Quella scoperta aveva portato alla chiusura temporanea del Policlinico (oggi struttura interamente covid) al trasferimento del paziente nel reparto di Malattie infettive. Dietro le quinte di questo polverone, quel chirurgo sorridente stava già combattendo la sua battaglia: i primi sintomi, il ricovero in ospedale, un miglioramento che aveva illuso tutti, poi le sue condizioni si sono nuovamente aggravate fino alla resa di ieri mattina. Marco Spissu è il secondo medico ucciso in Sardegna dal coronavirus. Il primo, una settimana fa, era stato Nabeel Khair, medico di base a Tonara, deceduto al Santissima Trinità di Cagliari.

Marco Spissu era nato a Cagliari 72 anni fa. Sposato, aveva due figli che avevano egualmente scelto di indossare il camice anche se con specializzazioni diverse: Fausto è anestesista, Noemi chirurgo plastico. Laureatosi nel 1972 all’Università di Sassari, era entrato alle Cliniche universitarie e nel 1994 era passato al Policlinico di Sassari, diventando il primario di Chirurgia.

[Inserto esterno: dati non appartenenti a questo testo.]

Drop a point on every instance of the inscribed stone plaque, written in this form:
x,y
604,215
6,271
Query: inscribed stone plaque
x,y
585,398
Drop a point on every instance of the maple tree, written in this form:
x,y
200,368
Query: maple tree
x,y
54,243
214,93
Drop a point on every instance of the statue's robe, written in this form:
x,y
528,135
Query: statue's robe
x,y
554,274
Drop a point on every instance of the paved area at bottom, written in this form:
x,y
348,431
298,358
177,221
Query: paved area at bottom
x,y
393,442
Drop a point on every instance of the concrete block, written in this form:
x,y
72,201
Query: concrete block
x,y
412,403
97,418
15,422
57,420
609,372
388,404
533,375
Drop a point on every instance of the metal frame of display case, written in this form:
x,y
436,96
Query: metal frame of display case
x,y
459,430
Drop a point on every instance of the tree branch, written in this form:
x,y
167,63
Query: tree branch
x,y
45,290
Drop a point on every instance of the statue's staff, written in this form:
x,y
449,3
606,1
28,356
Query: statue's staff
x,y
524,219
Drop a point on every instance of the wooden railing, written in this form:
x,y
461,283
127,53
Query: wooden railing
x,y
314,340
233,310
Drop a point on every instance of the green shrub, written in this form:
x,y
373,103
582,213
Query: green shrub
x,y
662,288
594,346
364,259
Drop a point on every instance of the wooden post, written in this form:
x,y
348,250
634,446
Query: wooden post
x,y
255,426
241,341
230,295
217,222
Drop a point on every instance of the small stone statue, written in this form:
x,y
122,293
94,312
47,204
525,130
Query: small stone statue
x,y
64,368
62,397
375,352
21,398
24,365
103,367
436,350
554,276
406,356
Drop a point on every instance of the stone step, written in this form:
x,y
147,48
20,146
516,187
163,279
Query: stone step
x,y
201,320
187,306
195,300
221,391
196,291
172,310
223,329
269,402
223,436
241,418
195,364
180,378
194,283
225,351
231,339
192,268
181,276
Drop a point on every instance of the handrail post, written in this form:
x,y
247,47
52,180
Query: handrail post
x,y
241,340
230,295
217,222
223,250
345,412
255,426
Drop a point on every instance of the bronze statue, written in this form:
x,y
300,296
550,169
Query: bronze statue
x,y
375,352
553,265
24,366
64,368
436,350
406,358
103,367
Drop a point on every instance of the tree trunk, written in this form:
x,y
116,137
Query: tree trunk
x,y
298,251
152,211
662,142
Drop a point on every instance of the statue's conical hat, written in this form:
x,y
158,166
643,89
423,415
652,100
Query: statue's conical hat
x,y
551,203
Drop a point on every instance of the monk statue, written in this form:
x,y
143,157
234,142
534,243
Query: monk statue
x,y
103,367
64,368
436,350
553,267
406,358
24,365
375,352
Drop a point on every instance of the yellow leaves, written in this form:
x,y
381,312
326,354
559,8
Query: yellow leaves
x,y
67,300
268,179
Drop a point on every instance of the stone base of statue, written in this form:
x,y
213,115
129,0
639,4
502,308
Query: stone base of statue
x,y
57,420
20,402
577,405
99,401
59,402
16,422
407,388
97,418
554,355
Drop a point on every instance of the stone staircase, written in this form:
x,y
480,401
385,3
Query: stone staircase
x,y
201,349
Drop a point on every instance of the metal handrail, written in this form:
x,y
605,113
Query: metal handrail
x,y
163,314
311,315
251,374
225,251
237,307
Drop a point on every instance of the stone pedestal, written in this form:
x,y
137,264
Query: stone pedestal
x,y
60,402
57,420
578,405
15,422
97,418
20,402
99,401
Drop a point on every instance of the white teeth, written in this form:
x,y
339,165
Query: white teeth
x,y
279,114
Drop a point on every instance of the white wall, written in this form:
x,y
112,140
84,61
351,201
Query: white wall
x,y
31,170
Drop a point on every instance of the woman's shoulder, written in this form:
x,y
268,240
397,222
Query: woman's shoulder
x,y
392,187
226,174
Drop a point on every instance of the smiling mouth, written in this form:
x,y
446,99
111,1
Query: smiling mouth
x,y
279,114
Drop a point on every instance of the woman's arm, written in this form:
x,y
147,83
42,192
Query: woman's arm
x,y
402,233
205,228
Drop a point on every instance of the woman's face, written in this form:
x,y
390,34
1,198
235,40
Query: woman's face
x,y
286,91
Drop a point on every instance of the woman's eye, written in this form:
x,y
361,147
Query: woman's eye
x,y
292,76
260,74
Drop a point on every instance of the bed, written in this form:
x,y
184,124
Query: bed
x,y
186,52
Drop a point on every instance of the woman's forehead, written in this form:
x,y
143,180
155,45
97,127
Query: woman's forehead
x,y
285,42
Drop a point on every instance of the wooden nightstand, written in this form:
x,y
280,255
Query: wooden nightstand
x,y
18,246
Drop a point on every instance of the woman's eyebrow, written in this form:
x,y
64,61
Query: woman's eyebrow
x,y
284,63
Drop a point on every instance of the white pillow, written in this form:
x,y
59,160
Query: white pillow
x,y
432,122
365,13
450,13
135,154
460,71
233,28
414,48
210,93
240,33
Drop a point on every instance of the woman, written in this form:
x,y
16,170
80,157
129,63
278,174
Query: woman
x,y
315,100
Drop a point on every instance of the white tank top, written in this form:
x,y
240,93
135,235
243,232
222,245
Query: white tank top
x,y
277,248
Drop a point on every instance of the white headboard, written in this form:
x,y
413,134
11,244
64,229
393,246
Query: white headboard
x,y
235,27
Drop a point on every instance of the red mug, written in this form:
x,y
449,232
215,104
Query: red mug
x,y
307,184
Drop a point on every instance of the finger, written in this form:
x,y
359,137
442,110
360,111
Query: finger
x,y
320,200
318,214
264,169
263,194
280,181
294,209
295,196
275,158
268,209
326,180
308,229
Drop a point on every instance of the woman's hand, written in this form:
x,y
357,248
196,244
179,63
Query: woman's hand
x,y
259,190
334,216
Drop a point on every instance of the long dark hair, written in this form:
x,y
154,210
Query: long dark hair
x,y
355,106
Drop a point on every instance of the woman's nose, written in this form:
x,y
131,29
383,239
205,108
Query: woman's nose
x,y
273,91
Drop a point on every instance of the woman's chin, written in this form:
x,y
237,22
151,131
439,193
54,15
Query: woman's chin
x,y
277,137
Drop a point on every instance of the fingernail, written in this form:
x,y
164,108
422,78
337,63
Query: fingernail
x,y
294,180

Era anche un apprezzato consulente della procura della Repubblica e professore associato all’Università di Sassari. «Uno dei pochi che veramente meritava di essere chiamato professore» dicevano ieri, in lacrime, i suoi tanti colleghi e amici distrutti dalla notizia. Perché di Marco Spissu prima ancora che la grande capacità professionale si ricorderà il lato umano, il modo in cui sapeva rapportarsi coi pazienti. Riusciva a farli sentire speciali con un sorriso, una battuta o un quadratino di cioccolato regalato a una paziente alla quale aveva salvato la vita perché, comunque, era Pasqua e bisognava festeggiarla in qualche modo.

Era appassionato di sport, soprattutto di pallavolo e negli anni Novanta aveva fatto parte della dirigenza della Solo Volley, società che aveva ereditato il settore maschile della storica Silvio Pellico. Era anche legatissimo a Giave, il paese dei genitori (il padre Pantaleo è morto a 102 anni, la zia Maria Cosima è ancora viva e ha festeggiato i 101) che sentiva suo ricambiato con grande affetto dalla cittadinanza che ieri, tramite la sindaca Maria Antonietta Uras ha pianto «un uomo dal cuore grande, non solo un chirurgo d’élite che lascia un’impronta indelebile in tutti quelli che lo hanno conosciuto».

L’ultima parte della carriera era coincisa con le difficoltà del Policlinico e infatti non aveva resistito a quella che era una vera e propria chiamata alle armi: far rinascere una struttura dove aveva ancora tanti amici. Un ospedale per il quale, si può dire senza retorica, ha dato davvero la vita.